On September 25, 1972, Japanese Prime Minister Kakuei Tanaka visited China, and the two sides issued the Sino-Japanese Joint Declaration, announcing the normalization of diplomatic relations between China and Japan and deciding to establish lasting peaceful and friendly relations between the two countries based on the Five Principles of Peaceful Coexistence. Since then, the all-around exchanges between China and Japan in politics, economy, culture, and education have entered a new historical phase. And since we entered the new century, exchanges in art education, creation, exhibition, and research have become more frequent, extensive, and in-depth, promoted by both the governments and the private sector.

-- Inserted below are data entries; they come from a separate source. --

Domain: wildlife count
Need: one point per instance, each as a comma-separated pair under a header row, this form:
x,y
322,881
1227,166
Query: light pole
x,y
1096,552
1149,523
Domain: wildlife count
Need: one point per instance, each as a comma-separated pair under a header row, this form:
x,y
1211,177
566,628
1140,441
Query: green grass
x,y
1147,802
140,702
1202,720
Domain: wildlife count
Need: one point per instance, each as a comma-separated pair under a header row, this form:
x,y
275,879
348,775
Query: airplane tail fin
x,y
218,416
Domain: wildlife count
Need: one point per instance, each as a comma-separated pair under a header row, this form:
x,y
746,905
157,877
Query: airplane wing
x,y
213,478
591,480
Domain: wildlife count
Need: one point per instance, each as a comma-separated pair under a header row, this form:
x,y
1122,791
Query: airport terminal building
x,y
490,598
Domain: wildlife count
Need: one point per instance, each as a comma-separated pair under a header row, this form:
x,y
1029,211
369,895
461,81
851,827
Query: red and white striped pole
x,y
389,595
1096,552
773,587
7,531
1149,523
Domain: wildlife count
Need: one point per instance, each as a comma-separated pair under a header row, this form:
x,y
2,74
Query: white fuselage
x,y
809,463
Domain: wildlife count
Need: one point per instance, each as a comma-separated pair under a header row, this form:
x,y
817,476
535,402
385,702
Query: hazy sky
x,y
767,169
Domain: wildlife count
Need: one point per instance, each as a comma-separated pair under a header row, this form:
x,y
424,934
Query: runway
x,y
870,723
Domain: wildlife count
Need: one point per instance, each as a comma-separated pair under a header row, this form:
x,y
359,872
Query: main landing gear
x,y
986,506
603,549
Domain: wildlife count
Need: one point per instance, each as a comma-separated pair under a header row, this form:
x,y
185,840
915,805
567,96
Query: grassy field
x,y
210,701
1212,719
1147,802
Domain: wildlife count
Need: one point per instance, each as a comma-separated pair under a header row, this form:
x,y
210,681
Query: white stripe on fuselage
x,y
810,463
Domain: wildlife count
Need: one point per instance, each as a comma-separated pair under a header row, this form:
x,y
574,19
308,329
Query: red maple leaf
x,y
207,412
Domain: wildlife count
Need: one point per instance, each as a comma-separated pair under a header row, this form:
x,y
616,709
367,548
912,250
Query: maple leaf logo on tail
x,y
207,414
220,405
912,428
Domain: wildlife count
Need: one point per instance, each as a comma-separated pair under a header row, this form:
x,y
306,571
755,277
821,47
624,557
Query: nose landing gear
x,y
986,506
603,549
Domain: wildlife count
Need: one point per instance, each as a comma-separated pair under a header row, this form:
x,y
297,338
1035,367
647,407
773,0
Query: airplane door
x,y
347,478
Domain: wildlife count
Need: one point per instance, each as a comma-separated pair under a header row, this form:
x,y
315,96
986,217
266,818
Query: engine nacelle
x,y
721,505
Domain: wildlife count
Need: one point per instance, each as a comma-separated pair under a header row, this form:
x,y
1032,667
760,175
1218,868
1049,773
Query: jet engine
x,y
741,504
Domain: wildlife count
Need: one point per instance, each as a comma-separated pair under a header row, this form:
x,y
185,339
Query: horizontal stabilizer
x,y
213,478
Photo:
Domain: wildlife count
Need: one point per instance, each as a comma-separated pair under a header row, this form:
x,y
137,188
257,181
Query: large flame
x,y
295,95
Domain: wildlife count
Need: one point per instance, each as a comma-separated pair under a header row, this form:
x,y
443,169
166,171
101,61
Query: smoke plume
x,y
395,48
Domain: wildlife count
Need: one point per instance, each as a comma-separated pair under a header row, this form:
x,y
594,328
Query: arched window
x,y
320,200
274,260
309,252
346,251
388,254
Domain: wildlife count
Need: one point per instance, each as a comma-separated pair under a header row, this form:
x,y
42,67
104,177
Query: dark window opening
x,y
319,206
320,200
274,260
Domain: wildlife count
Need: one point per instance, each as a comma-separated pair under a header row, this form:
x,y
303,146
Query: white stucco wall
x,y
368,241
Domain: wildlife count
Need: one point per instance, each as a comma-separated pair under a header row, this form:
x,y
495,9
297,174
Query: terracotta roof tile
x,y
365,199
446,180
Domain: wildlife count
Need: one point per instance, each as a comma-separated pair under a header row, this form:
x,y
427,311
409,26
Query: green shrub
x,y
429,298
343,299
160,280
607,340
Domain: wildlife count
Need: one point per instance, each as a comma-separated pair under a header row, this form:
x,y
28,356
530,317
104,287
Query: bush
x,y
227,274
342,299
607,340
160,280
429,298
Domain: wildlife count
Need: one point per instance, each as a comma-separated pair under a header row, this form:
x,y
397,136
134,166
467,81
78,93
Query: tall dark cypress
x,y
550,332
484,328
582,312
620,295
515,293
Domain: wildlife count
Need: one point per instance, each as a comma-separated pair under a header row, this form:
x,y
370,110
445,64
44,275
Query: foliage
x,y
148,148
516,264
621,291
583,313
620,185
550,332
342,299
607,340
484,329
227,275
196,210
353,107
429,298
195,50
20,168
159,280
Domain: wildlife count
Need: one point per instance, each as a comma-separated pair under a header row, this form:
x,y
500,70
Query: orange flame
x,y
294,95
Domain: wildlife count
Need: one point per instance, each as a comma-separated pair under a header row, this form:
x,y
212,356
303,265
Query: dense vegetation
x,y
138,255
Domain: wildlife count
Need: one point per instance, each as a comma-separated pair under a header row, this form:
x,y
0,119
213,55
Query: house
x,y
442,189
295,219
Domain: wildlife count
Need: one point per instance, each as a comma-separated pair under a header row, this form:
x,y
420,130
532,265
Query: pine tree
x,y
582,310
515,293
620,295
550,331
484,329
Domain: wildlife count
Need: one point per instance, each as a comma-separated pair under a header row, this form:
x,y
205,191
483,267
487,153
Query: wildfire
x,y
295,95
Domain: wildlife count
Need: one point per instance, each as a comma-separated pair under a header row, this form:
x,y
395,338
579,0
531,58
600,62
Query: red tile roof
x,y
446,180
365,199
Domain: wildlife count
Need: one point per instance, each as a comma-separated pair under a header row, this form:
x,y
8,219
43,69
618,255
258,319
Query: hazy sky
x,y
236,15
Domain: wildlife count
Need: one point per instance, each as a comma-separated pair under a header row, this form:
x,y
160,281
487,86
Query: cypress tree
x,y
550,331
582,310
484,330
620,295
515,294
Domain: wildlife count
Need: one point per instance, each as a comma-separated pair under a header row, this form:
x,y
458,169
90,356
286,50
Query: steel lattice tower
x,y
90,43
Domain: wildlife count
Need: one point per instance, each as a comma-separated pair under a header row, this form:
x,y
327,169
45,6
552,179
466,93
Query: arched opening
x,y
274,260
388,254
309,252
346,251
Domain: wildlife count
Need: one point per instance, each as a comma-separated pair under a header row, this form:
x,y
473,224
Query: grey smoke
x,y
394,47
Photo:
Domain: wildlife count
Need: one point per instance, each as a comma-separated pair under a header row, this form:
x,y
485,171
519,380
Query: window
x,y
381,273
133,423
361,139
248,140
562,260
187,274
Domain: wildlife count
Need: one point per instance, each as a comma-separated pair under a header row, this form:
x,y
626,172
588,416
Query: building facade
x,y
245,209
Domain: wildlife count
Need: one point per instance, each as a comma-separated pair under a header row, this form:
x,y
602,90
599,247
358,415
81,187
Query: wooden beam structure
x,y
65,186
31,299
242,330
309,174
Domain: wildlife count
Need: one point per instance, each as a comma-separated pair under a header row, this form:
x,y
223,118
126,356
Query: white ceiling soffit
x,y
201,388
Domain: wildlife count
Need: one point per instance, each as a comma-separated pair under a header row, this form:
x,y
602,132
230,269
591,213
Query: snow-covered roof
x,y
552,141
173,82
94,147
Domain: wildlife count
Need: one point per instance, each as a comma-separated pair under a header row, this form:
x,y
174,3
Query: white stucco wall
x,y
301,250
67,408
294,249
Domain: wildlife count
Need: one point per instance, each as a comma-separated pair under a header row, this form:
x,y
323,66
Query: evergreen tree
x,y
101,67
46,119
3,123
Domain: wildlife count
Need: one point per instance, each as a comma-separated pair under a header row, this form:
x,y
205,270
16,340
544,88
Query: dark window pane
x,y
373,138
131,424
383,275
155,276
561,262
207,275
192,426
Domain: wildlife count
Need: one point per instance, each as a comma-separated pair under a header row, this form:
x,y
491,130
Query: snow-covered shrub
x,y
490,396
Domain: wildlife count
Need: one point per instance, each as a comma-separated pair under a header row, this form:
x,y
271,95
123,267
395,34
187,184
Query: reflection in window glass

Since 1989, Tokyo Gallery has organized a series of exhibitions of Chinese artists in Tokyo, including the first overseas exhibition of Chinese modern art, "Special Exhibition: Chinese Contemporary Artists Now," launched in July 1989, followed by solo exhibitions for artists such as Xu Bing, Cai Guoqiang, Huang Rui, Liu Wei, Wang Shuye, and others, as well as hosting the ten years and twenty years commemorative exhibition of the "Star Art Group," showing more than ten artists' works. In July 2002, Tokyo Gallery set up Beijing Tokyo Art Project space in 798 Art District and had since presented 126 exhibitions. If the gallery devoted its first five years to promoting contemporary Chinese art, the second five years introduced Mono-ha and other modern and contemporary Japanese art to China. The last ten years have been dedicated to “Neo-Moroism" in building new art forms grounded on universal visual understanding among East Asian Countries. In other words, Tokyo Gallery + BTAP has been promoting the exchange and interaction between Chinese and Japanese contemporary art for more than thirty years and has significantly contributed to the art exchange between China and Japan.

Should there be a commonality among the artists in this exhibition, it would be their genuine portrayals of the landscape of their inner spirit. Regarding their practice, some artists rely on found historical images while adopting their recorded footage and photographs, or simply drawing from their memories and imagination, without deviating from focusing on human life here and now. They consider themselves as part of the world rather than in isolation. Through these works, the viewer would get a strong sense that the here and now is a transient moment in life, where everything is fragile, and even the most rigid material would dissipate; however, the solidity and eternal quality of time and life, and the fleeting feelings these artists rendered are encapsulated in their works of art. They will pass on as images of history, thriving in silence.